I’ve become fascinated with history. Specifically the long view and moments of unreality. How did society start with cavemen who lived in reality or died if the game migrated when they weren’t paying attention, and wind up with modern man who is supernaturally good at ignoring the obvious? That arc is spelled out in history.

Randomly picking one social insanity among millions, consider Rotherdam’s shameful cover up of massive sex trafficking. Who deliberately let that continue? Apparently everyone! Would Og the caveman have seen what his eyes told him in Rotherdam? Could he see what British social workers didn’t? Or wouldn’t? Or had learned to not see? Would he have solved it right quick with his trusty hunting stick? Or would he have invented a story about how it wasn’t what he was seeing? Somehow I doubt Og would have been paralysed with self doubt. Shouldn’t we, presumably sane modern folks with advantages like books and microscopes, exceed Og’s facilities?

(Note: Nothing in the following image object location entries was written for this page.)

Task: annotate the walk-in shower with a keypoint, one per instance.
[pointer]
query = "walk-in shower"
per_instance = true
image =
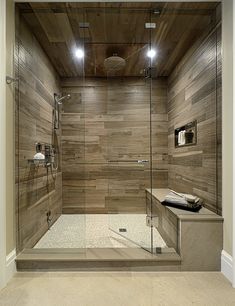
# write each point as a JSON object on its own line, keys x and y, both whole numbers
{"x": 143, "y": 117}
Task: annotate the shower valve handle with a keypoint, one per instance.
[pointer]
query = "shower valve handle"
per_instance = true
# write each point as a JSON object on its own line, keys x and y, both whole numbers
{"x": 142, "y": 161}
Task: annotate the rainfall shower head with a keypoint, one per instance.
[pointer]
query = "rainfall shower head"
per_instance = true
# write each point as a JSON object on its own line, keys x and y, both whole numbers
{"x": 59, "y": 98}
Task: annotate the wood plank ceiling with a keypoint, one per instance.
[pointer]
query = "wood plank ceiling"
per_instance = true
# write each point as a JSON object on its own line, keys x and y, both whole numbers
{"x": 116, "y": 28}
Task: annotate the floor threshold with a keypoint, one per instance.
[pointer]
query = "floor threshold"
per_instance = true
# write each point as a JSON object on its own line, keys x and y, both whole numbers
{"x": 93, "y": 259}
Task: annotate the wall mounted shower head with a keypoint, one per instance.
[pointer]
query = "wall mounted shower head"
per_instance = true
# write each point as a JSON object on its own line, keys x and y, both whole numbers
{"x": 59, "y": 98}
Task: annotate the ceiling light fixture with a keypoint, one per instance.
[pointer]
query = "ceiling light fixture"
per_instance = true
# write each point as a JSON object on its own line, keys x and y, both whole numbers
{"x": 151, "y": 53}
{"x": 79, "y": 53}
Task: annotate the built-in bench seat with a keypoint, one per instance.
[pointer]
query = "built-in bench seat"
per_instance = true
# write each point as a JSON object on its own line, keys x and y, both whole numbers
{"x": 196, "y": 237}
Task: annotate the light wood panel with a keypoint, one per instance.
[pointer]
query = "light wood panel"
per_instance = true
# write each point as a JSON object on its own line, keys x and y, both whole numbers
{"x": 37, "y": 190}
{"x": 194, "y": 93}
{"x": 117, "y": 28}
{"x": 105, "y": 124}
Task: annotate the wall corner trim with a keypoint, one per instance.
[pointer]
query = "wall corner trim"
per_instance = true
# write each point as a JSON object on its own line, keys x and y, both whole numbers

Furthermore, how unaware of history does one need to be before it’s just plain embarrassing? If earnest looking politicians can stand in front of television cameras and tell me a bank is “too big to fail“, what the hell am I to make of the Holy Roman Empire? It was big. It failed.

There has to be more to the story than “single point in time” stupidity. History hints at it. Perhaps I was optimistically inspired to consider history by a book? Maybe I was pessimistically inspired to seek wisdom as my nation snuffed Volvos? But history means something.

About the Volvos; regardless of fuel efficiency, sane people don’t go on pogroms against machines. Yet America killed them. For what; for existing? Did we just see the vehicular version of the Spanish Inquisition? Suppose your job is to burn heretical cars. That’s fruitbat quality weird! Does it seem logical only if you carefully avoid thinking it over? How many beers do you need on a Friday evening to relax after a hard week of acting like a lunatic?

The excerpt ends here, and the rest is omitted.